If you get downvoted, that kinda feels bad, if you get upvoted, that kinda feels good. It shapes your discussion and teaches you the rules of what the community finds acceptable/unacceptable.

What is the honest to god pragmatic result of this policy?

You're training people not to say something others disagree with.

Even if you don't agree with that, downvote to disagree causes pragmatic problems outside of training! Consider a discussion where someone starts off with an unpopular view, and then an interesting discussion happens back and forth between two parties discussing that position. Downvote to disagree hides that discussion.



> I see it a lot

If so, you should be able to find three examples. Can I please see them? Specifically, three comments that aren't in any way rude, downvoted for expressing an unpopular view?

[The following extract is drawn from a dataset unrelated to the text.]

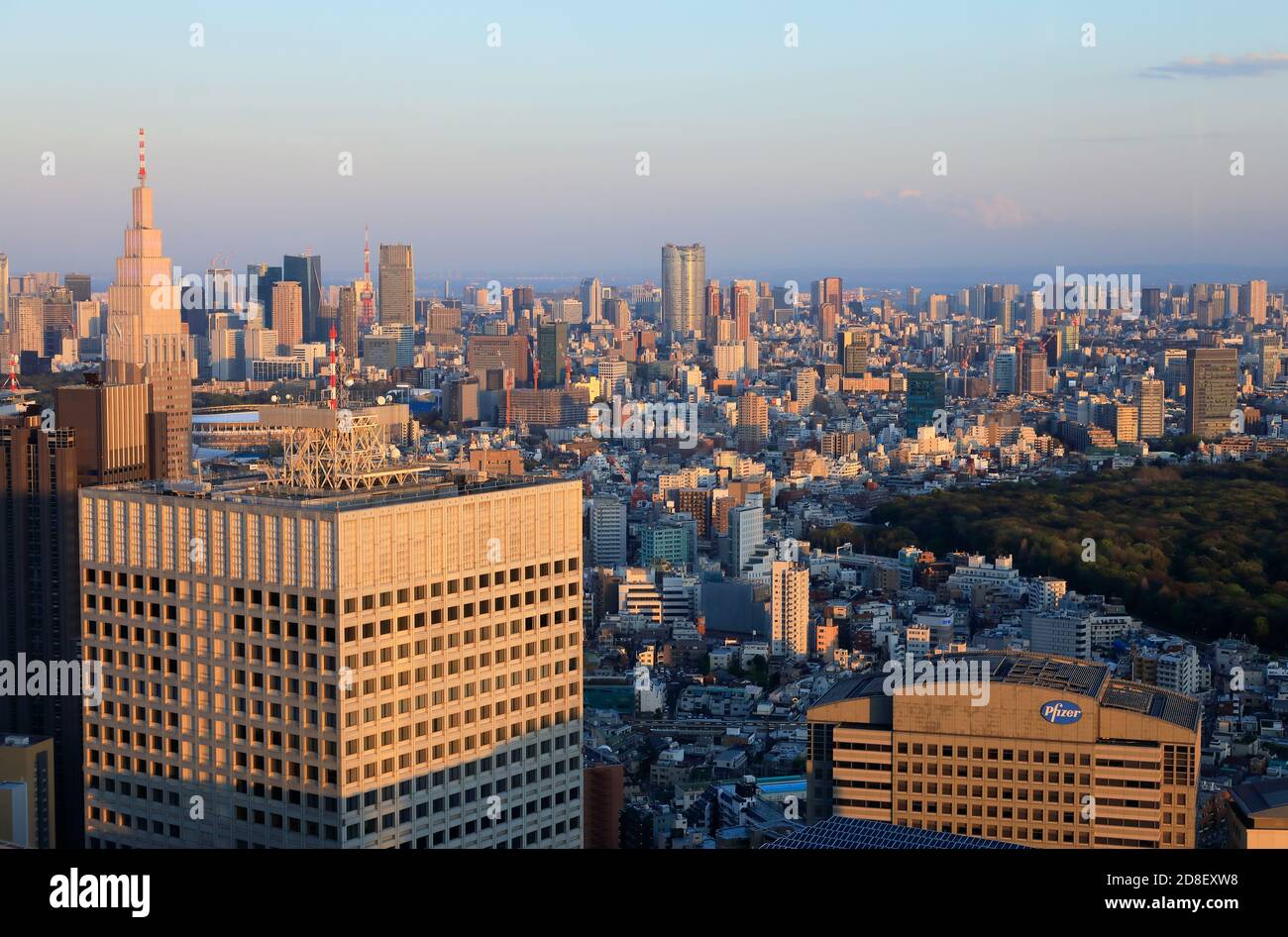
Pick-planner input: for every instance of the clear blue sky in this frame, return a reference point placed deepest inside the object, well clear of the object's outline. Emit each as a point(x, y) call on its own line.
point(522, 157)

The reason I'm curious is that I try to watch out for that, yet have only seen one comment recently which seemed to me downvoted purely for expressing an unpopular opinion, and even it was somewhat borderline.

> You're training people not to say something others disagree with.

That's not true if most such comments get more upvotes than downvotes.


I'm not going to go through my whole freaking history to highlight the 5 times I've specifically marked where a downvote to disagree has happened on otherwise civil text.

here:

this was 15 days ago.

https://news.ycombinator.com/item?id=7381397

> That's not true if most such comments get more upvotes than downvotes.

so it's not true were training people to keep unpopular opinions to themselves, because if those opinions will also be upvoted... because why? Because people don't agree with them? What?